Division of Gastroenterology and Hepatology, Mayo Clinic, Rochester, Minnesota.
Division of Biomedical Statistics and Informatics, Mayo Clinic, Rochester, Minnesota.
Neurogastroenterol Motil. 2019 Oct;31(10):e13686. doi: 10.1111/nmo.13686. Epub 2019 Jul 21.
Non-ulcer dyspepsia (NUD) is a heterogeneous disorder, which is characterized by upper gastrointestinal symptoms and sensorimotor disturbances, including abnormal gastric emptying (GE) and increased intestinal chemosensitivity, and associated with greater plasma glucagon-like peptide-1 (GLP-1) levels during duodenal lipid infusion. However, the relationship(s) between these disturbances and daily symptoms in NUD is variable. We hypothesize that abnormal GE and symptoms during a GE study and during duodenal lipid infusion are associated with the severity of daily symptoms and that GLP-1 mediates symptoms during duodenal lipid infusion in NUD.
Gastric emptying of solids, symptoms during the GE study and duodenal lipid infusion, and daily gastrointestinal symptoms (2 week diary) were measured in 24 healthy controls and 40 NUD patients. During duodenal lipid infusion, participants received the GLP-1 antagonist exendin 9-39 or placebo.
In controls and patients, GE of solids was normal in 75% and 75%, delayed in 8% and 12.5%, or rapid in 17% and 12.5%, respectively. No controls but 26 patients (65%) had severe symptoms during the GE study. During lipid infusion, gastrointestinal symptoms were greater (P = .001) in patients and not affected by exendin. Symptoms during GE study and lipid infusion accounted for respectively 62% and 37% of variance in daily symptom severity.

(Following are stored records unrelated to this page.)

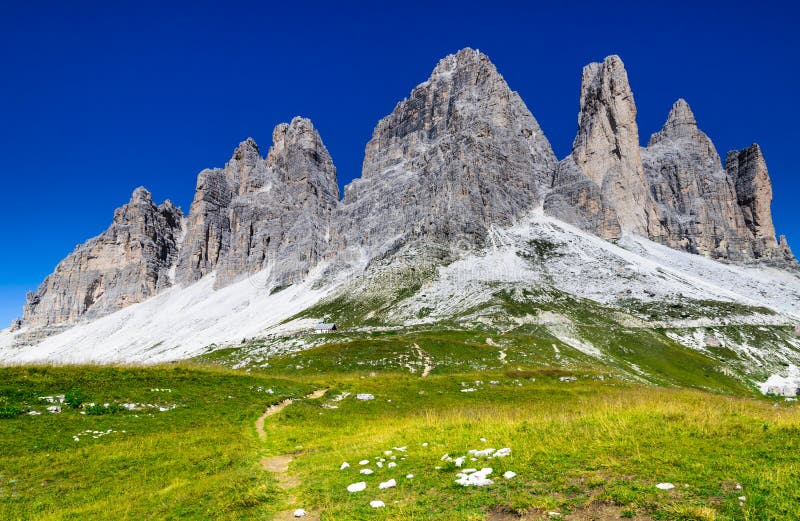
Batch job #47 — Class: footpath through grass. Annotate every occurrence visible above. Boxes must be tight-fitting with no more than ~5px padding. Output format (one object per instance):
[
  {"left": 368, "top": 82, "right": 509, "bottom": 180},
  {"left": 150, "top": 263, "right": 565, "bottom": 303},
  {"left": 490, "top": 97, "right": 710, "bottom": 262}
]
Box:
[
  {"left": 0, "top": 366, "right": 309, "bottom": 521},
  {"left": 0, "top": 364, "right": 800, "bottom": 521}
]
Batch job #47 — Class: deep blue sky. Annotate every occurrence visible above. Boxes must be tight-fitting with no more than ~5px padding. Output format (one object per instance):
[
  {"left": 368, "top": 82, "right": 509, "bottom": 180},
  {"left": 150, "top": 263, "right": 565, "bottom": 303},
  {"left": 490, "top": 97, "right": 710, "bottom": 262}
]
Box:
[{"left": 0, "top": 0, "right": 800, "bottom": 326}]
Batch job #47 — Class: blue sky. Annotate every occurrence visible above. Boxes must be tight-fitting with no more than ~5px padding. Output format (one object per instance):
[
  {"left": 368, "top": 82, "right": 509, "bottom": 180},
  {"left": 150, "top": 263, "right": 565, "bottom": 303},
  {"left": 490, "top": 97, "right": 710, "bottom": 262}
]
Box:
[{"left": 0, "top": 0, "right": 800, "bottom": 325}]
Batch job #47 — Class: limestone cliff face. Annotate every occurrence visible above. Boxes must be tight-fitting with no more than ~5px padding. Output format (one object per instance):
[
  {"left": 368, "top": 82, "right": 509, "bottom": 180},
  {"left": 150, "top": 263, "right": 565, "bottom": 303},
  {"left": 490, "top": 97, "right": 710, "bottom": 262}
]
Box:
[
  {"left": 22, "top": 188, "right": 183, "bottom": 327},
  {"left": 725, "top": 144, "right": 797, "bottom": 265},
  {"left": 337, "top": 49, "right": 556, "bottom": 260},
  {"left": 545, "top": 56, "right": 663, "bottom": 238},
  {"left": 642, "top": 99, "right": 752, "bottom": 261},
  {"left": 15, "top": 49, "right": 797, "bottom": 332},
  {"left": 177, "top": 118, "right": 339, "bottom": 287}
]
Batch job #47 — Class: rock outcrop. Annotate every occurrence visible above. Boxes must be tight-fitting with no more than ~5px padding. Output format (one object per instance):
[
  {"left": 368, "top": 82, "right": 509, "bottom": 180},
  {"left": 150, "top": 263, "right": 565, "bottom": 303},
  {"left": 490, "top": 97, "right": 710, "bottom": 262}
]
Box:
[
  {"left": 642, "top": 99, "right": 752, "bottom": 261},
  {"left": 22, "top": 188, "right": 183, "bottom": 327},
  {"left": 725, "top": 144, "right": 797, "bottom": 265},
  {"left": 337, "top": 49, "right": 556, "bottom": 262},
  {"left": 545, "top": 56, "right": 663, "bottom": 238},
  {"left": 177, "top": 117, "right": 339, "bottom": 287},
  {"left": 13, "top": 49, "right": 797, "bottom": 338}
]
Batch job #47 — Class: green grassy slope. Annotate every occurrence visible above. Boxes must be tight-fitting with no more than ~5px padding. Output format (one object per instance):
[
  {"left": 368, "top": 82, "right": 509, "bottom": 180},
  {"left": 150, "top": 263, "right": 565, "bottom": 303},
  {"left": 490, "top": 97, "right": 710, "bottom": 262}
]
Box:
[{"left": 0, "top": 366, "right": 307, "bottom": 520}]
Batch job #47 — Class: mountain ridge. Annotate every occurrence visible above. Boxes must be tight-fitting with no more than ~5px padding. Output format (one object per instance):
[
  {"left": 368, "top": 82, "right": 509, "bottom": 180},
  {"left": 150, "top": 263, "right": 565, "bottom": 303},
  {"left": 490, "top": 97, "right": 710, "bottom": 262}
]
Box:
[{"left": 4, "top": 48, "right": 797, "bottom": 346}]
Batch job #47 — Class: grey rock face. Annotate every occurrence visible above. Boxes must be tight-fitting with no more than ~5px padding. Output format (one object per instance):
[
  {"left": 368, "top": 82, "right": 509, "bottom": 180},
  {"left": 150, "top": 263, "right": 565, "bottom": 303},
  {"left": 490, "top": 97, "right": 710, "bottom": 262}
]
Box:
[
  {"left": 14, "top": 49, "right": 797, "bottom": 339},
  {"left": 177, "top": 117, "right": 339, "bottom": 287},
  {"left": 22, "top": 188, "right": 183, "bottom": 327},
  {"left": 337, "top": 49, "right": 556, "bottom": 259},
  {"left": 725, "top": 144, "right": 797, "bottom": 265},
  {"left": 545, "top": 56, "right": 662, "bottom": 238},
  {"left": 642, "top": 99, "right": 752, "bottom": 261}
]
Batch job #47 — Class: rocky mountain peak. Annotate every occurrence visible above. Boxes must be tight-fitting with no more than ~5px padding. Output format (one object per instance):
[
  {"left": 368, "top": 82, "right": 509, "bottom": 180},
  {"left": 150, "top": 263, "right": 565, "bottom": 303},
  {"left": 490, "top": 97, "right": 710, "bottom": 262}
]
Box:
[
  {"left": 647, "top": 99, "right": 700, "bottom": 146},
  {"left": 431, "top": 47, "right": 498, "bottom": 79},
  {"left": 337, "top": 49, "right": 556, "bottom": 261},
  {"left": 545, "top": 51, "right": 662, "bottom": 238},
  {"left": 23, "top": 187, "right": 183, "bottom": 327},
  {"left": 177, "top": 117, "right": 339, "bottom": 287},
  {"left": 231, "top": 137, "right": 260, "bottom": 162},
  {"left": 128, "top": 186, "right": 153, "bottom": 204}
]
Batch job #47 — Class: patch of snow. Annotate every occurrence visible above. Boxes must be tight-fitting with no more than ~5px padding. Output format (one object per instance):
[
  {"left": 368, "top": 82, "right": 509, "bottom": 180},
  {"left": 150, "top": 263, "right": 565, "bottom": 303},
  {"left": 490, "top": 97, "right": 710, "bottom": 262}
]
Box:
[
  {"left": 0, "top": 263, "right": 338, "bottom": 364},
  {"left": 758, "top": 365, "right": 800, "bottom": 398}
]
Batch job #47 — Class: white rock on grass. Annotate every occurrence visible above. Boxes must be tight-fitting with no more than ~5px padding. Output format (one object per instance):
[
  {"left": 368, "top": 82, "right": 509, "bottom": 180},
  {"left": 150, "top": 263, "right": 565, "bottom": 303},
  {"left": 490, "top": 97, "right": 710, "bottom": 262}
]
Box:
[
  {"left": 492, "top": 447, "right": 511, "bottom": 458},
  {"left": 467, "top": 448, "right": 494, "bottom": 458},
  {"left": 347, "top": 481, "right": 367, "bottom": 492},
  {"left": 456, "top": 468, "right": 494, "bottom": 487}
]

In NUD, symptoms during a GE study and to a lesser extent during lipid infusion explain the variance in daily symptoms. Intestinal chemosensitivity is not reduced by GLP-1 antagonist. Assessment of symptoms during a GE study may provide a useful biomarker for NUD in research and clinical practice.

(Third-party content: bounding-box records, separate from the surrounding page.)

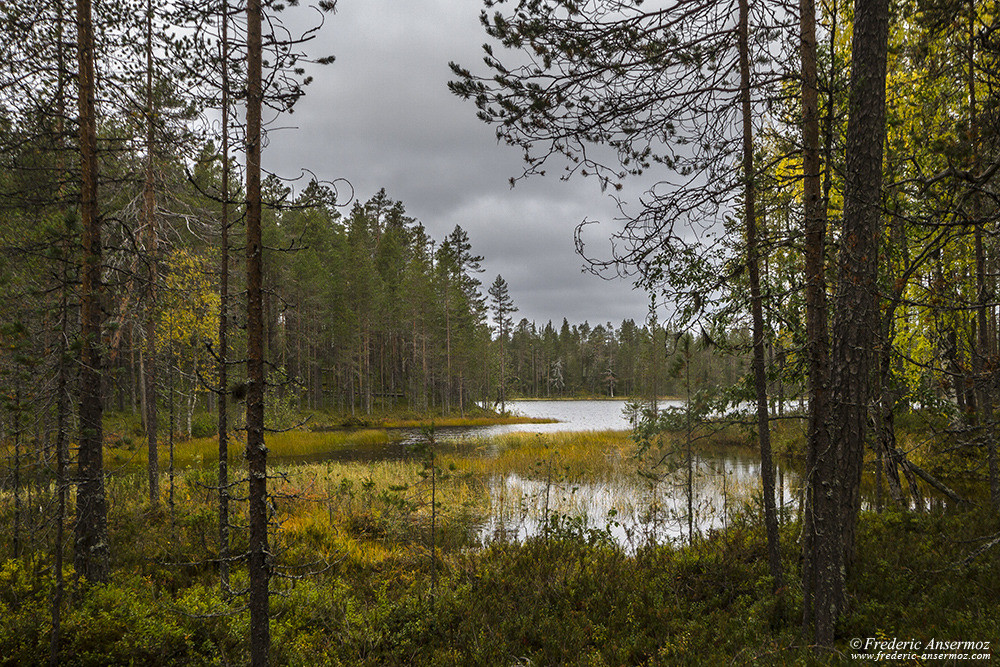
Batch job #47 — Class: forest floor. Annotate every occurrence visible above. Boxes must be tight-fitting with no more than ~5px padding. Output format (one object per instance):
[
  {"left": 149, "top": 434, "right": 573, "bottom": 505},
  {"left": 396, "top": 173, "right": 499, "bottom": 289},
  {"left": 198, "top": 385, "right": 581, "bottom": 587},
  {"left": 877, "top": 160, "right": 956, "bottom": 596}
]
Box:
[{"left": 0, "top": 432, "right": 1000, "bottom": 665}]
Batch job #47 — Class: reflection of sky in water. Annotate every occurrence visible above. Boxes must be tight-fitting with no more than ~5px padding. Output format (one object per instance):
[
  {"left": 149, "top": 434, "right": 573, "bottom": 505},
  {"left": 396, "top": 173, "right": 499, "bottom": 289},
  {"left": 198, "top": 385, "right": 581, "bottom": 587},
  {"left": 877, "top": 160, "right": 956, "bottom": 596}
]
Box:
[
  {"left": 274, "top": 400, "right": 799, "bottom": 549},
  {"left": 480, "top": 455, "right": 798, "bottom": 549}
]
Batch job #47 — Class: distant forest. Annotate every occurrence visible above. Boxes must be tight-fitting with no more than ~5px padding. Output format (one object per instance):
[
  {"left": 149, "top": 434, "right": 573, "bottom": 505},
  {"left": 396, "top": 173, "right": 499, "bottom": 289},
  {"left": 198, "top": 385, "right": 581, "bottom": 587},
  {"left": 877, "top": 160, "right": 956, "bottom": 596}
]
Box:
[{"left": 82, "top": 177, "right": 748, "bottom": 426}]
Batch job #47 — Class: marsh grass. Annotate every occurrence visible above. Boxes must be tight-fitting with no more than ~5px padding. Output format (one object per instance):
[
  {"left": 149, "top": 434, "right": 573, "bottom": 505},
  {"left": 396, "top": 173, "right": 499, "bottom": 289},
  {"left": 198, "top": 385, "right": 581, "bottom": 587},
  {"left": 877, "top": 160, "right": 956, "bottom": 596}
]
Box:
[
  {"left": 0, "top": 420, "right": 1000, "bottom": 665},
  {"left": 105, "top": 429, "right": 395, "bottom": 469}
]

非溃疡性消化不良(NUD)是一种异质性疾病,其特征为上胃肠道症状和感觉运动障碍,包括异常胃排空(GE)和增加的肠道化学敏感性,以及与十二指肠脂质输注期间更高的血浆胰高血糖素样肽-1(GLP-1)水平相关。然而,这些紊乱与 NUD 日常症状之间的关系是可变的。我们假设,GE 研究期间和十二指肠脂质输注期间的异常 GE 和症状与日常症状的严重程度相关,并且 GLP-1 在 NUD 期间的十二指肠脂质输注期间介导症状。
在 24 名健康对照者和 40 名 NUD 患者中测量了固体的胃排空、GE 研究期间和十二指肠脂质输注期间的症状以及每日胃肠道症状(2 周日记)。在十二指肠脂质输注期间,参与者接受了 GLP-1 拮抗剂 exendin 9-39 或安慰剂。

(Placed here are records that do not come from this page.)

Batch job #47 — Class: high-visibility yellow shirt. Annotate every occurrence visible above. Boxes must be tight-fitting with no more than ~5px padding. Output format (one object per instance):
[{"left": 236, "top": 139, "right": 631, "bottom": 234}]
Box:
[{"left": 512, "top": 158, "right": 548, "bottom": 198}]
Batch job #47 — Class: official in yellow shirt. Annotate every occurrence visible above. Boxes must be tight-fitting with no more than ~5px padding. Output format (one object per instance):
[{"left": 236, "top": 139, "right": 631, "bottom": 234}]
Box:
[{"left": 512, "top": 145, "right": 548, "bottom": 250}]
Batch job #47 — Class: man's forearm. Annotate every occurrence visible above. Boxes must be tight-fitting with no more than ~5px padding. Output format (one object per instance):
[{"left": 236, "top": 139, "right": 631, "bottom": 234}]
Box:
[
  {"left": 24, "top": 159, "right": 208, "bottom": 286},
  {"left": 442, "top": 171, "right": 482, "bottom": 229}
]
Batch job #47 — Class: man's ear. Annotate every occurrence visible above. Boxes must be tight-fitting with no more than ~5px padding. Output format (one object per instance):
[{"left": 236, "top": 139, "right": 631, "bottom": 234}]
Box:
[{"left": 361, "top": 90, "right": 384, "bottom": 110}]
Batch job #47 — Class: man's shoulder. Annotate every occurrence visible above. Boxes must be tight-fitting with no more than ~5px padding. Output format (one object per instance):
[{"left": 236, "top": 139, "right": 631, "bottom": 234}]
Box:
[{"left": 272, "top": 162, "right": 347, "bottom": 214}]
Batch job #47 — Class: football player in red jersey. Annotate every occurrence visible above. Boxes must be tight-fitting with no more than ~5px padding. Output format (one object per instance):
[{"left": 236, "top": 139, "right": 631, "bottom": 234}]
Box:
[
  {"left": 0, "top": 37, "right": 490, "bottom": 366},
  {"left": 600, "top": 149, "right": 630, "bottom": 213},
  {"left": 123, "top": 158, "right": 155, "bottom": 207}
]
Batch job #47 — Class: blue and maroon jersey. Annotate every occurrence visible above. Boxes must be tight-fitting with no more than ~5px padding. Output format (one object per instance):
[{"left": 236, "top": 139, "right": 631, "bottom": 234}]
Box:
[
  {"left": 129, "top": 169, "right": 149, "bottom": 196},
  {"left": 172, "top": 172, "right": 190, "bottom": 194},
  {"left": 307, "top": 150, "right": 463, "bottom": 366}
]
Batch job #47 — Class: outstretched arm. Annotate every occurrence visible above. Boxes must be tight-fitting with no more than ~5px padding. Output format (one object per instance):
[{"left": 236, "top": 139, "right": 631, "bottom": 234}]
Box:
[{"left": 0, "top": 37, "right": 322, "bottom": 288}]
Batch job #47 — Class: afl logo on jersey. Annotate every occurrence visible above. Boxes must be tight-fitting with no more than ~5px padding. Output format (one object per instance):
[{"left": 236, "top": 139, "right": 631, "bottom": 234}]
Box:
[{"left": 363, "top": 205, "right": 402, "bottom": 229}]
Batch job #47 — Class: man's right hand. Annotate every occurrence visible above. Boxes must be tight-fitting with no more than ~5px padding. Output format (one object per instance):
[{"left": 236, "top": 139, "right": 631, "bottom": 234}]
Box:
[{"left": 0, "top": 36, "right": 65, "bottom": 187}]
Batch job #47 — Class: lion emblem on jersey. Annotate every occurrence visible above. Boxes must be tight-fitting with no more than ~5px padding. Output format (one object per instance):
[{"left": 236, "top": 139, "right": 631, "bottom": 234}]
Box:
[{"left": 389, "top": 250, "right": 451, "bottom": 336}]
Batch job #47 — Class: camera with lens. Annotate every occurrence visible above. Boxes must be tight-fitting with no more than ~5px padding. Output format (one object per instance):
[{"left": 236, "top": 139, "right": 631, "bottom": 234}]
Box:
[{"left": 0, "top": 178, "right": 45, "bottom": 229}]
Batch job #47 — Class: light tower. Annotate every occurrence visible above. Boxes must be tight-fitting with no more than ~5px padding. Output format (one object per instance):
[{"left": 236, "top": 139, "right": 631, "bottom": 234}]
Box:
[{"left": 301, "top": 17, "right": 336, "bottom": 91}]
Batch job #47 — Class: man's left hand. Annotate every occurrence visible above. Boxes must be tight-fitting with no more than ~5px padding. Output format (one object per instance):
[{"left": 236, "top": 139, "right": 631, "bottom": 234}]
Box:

在对照者和患者中,固体的 GE 分别在 75%和 75%正常,8%和 12.5%延迟,或 17%和 12.5%快速。没有对照者,但有 26 名患者(65%)在 GE 研究期间出现严重症状。在脂质输注期间,胃肠道症状在患者中更大(P=0.001),并且不受 exendin 影响。GE 研究期间和脂质输注期间的症状分别解释了每日症状严重程度的 62%和 37%的变异性。
在 NUD 中,GE 研究期间和在较小程度上在脂质输注期间的症状解释了日常症状的变异性。肠道化学敏感性不受 GLP-1 拮抗剂的影响。在 GE 研究期间评估症状可能为研究和临床实践中的 NUD 提供有用的生物标志物。